Keywords

1 Introduction

The huge requirement of internet-based technology and application heads toward the rapid development of the cloud computing environment. It offers numerous services over the internet. Users of cloud computing avail facilities like computing resources, storage for data, system resources, etc. with an illusion of infinite computing facilities. All these are handled by data centers that are geographically distributed and situated in many regions. Cloud computing provides mainly three types of services infrastructure as a service (IaaS), platform as a service (PaaS), and software as a service (SaaS) [1]. Resource provision along with elastic computing is provided by the IaaS cloud. In PaaS, clients are given authority to use the cloud environment to build their software in the platform provided by cloud service providers (CSP). Users can avail of PaaS to use the software directly from the CSP. Virtualization is an important aspect of cloud computing, which enables a required number of virtual machines (VM) to the users [2]. It plays a vital role in task scheduling in a cloud computing environment. Different users submit their requests to the cloud environment in the form of a set of tasks that are allocated to machines or VMs in the cloud. Cloud computing follows the technique behind a combination of parallel and distributed computing. In a cloud system, the user aims to achieve efficient scheduling parameters after allocating all the tasks to the available resources [3, 4]. To provide an efficient and optimal schedule, it is required to analyze different optimization parameters which can be implemented in cloud task scheduling. In most of the research studies, evaluation parameters like makespan, cloud utilization, deadline time, energy consumption, etc. are considered [5,6,7].

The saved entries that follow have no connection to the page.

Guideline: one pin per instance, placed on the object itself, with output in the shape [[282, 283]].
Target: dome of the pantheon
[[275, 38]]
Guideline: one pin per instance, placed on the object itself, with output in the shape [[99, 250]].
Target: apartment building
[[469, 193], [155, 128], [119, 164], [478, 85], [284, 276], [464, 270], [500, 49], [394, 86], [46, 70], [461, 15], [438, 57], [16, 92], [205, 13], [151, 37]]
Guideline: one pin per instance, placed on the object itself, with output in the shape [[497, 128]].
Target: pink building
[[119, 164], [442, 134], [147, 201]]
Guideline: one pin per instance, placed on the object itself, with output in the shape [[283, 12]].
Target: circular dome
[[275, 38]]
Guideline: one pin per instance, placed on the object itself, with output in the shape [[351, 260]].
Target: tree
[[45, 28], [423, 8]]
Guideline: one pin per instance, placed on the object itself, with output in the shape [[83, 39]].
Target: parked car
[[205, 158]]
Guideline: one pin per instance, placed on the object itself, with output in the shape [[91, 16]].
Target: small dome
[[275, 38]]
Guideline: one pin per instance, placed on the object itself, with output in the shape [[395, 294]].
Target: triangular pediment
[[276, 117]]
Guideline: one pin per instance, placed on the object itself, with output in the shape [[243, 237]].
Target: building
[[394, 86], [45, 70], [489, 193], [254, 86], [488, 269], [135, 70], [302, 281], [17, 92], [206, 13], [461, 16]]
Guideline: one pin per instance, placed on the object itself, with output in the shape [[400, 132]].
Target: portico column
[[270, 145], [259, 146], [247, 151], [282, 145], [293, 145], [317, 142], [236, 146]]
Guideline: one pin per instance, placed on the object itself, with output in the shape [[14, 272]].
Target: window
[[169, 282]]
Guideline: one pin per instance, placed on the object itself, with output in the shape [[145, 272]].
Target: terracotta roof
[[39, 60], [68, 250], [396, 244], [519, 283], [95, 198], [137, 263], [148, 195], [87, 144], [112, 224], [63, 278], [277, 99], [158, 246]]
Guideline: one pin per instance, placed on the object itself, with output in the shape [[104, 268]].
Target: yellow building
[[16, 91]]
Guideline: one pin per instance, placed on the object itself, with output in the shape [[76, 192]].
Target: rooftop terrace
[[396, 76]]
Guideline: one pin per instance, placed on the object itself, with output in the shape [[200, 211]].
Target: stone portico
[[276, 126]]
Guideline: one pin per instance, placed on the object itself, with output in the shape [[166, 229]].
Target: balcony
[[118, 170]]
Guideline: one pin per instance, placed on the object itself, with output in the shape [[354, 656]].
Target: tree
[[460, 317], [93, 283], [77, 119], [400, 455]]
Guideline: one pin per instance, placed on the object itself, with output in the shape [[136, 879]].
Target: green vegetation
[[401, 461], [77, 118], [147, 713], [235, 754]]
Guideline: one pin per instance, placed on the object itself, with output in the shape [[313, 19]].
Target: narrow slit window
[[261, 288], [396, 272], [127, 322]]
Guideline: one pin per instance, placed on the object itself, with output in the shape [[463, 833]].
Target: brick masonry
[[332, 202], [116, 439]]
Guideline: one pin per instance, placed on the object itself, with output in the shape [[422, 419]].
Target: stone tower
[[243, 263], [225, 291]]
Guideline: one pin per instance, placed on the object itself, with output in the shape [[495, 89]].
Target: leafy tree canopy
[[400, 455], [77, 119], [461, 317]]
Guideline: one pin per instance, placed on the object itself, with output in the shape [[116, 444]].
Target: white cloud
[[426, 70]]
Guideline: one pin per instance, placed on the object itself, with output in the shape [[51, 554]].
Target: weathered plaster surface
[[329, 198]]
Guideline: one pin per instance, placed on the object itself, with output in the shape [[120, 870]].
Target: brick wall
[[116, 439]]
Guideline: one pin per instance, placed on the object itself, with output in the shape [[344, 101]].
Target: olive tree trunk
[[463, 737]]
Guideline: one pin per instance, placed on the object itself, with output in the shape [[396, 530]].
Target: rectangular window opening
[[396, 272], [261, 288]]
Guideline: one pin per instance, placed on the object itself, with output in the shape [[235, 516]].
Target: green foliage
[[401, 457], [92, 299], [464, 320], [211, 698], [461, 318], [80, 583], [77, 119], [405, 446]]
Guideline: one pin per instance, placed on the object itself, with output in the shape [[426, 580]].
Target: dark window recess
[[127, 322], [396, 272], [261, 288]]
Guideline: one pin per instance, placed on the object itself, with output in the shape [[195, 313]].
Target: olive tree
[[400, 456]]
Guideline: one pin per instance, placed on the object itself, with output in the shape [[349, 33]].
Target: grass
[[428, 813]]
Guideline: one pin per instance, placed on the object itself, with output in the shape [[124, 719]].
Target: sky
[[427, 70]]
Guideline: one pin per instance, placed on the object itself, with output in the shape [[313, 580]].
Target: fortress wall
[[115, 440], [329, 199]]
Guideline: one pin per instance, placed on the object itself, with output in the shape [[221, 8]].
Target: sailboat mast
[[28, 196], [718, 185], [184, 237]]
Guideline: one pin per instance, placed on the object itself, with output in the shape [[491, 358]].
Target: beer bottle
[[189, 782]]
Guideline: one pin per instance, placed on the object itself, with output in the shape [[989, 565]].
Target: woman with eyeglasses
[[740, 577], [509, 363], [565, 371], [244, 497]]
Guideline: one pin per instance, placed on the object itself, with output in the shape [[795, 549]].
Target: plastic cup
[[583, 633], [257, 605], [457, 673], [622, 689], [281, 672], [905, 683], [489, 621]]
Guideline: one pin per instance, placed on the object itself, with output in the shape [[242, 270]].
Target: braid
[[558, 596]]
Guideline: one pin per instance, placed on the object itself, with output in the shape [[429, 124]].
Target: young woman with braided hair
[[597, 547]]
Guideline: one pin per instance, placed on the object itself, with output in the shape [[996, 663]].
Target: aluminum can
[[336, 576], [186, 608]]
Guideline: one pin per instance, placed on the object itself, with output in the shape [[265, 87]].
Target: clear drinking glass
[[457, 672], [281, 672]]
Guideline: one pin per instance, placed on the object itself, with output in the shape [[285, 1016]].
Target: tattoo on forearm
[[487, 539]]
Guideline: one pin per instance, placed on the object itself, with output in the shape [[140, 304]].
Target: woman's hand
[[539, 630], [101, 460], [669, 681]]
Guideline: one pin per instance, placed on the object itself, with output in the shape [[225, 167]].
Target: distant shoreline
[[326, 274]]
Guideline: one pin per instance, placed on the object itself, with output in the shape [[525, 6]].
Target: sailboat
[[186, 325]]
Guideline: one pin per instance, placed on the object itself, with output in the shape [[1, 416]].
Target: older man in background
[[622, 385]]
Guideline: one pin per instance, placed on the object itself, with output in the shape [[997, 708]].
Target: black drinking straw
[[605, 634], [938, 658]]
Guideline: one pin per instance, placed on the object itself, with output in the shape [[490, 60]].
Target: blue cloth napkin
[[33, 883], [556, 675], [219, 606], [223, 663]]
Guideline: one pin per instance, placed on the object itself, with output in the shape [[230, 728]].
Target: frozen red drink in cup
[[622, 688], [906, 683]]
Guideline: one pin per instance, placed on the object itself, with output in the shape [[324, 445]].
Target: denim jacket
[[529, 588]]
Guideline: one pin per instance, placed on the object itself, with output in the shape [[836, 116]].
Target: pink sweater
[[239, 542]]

Nowadays, energy consumption has become the crucial factor in cloud datacenters. To reduce it, cloud engineers are approaching nature-inspired optimized scheduling techniques which focus on less energy consumption in data centers.

Energy estimation and cloud resources usage are profoundly coupled [8, 9]. Low cloud resource usage is hollering an unsuitable measure of energy when they are completely used or adequately stacked. A new review on energy utilization and carbon emission of huge data centers is exceptionally high in the year of 2005, in the USA. Data centers in European locale have been assessed to devoured 1% sum of carbon emission, while in the USA, it is 2.8% around the same time [9,10,11,12,13]. In distributed computing, the basic equipment framework is hidden from the end client. Even though application solicitation can be thought about for low utilization of energy and high usage of cloud resources, cloud resources ought not to be over-burden or underloaded by the undertakings, rather ought to be utilized ideally [14].

In cloud task scheduling, different types of techniques are like heuristics scheduling, workflow scheduling, static scheduling, and dynamic scheduling [15]. According to the complexity of an algorithm, task scheduling can be described as heuristic, meta-heuristic, and hybrid task scheduling approaches [16]. Heuristics algorithms are mainly used to evaluate task scheduling algorithms like minimum execution time (MET), minimum completion time (MCT), shortest job to fastest processor (SJFP), min-min, max–min. In a cloud environment, generating a task schedule using a meta-heuristic algorithm is becoming the most approachable area of research. It deals with a multi-modal optimization problem. Task scheduling in the cloud is an NP-complete problem using meta-heuristics methods. Traditional meta-heuristics algorithms are particle swarm optimization (PSO), ant colony optimization (ACO), genetic algorithm (GA). In the recent study, a variety of approaches are found like Jaya algorithm, social-group optimization (SGO), teaching learning-based optimization (TLBO), etc. All these algorithms focus on a set of populations. In PSO, these populations are considered as particles. Scheduling is applied on this set of solutions to generate an efficient schedule. Using popular cloud scheduling parameters like makespan, it is evaluated [17].

In PSO, a set of particles is considered and initialized randomly. Each particle is assumed to be a task and is allocated to the available VM. Random initialization of particles is an important key factor in PSO. It leads to providing a wide range of search space for the particles which is a boost to an optimal solution [18]. It improves the performance of the PSO algorithm. The working mechanism of PSO is given through a flowchart in Fig. 1.

Fig. 1
A flow diagram illustrates the particle swarm optimisation working mechanism. A set of particles is considered and randomly initialised in P S O.

PSO working mechanism

In this paper, the proposed method is to utilize heuristic scheduling algorithms to initialize the PSO search process. Makespan, cloud utilization, and energy consumption are also considered as optimization parameters [19]. The rest of the paper is listed as follows. Section 2 overviews the related works. Section 3 describes the system model of our scheduling approach. The scheduling algorithm is presented in Sect. 4. Experimental evaluations and importance of dataset are described in Sect. 5. Section 6 concludes our work and highlights the future works.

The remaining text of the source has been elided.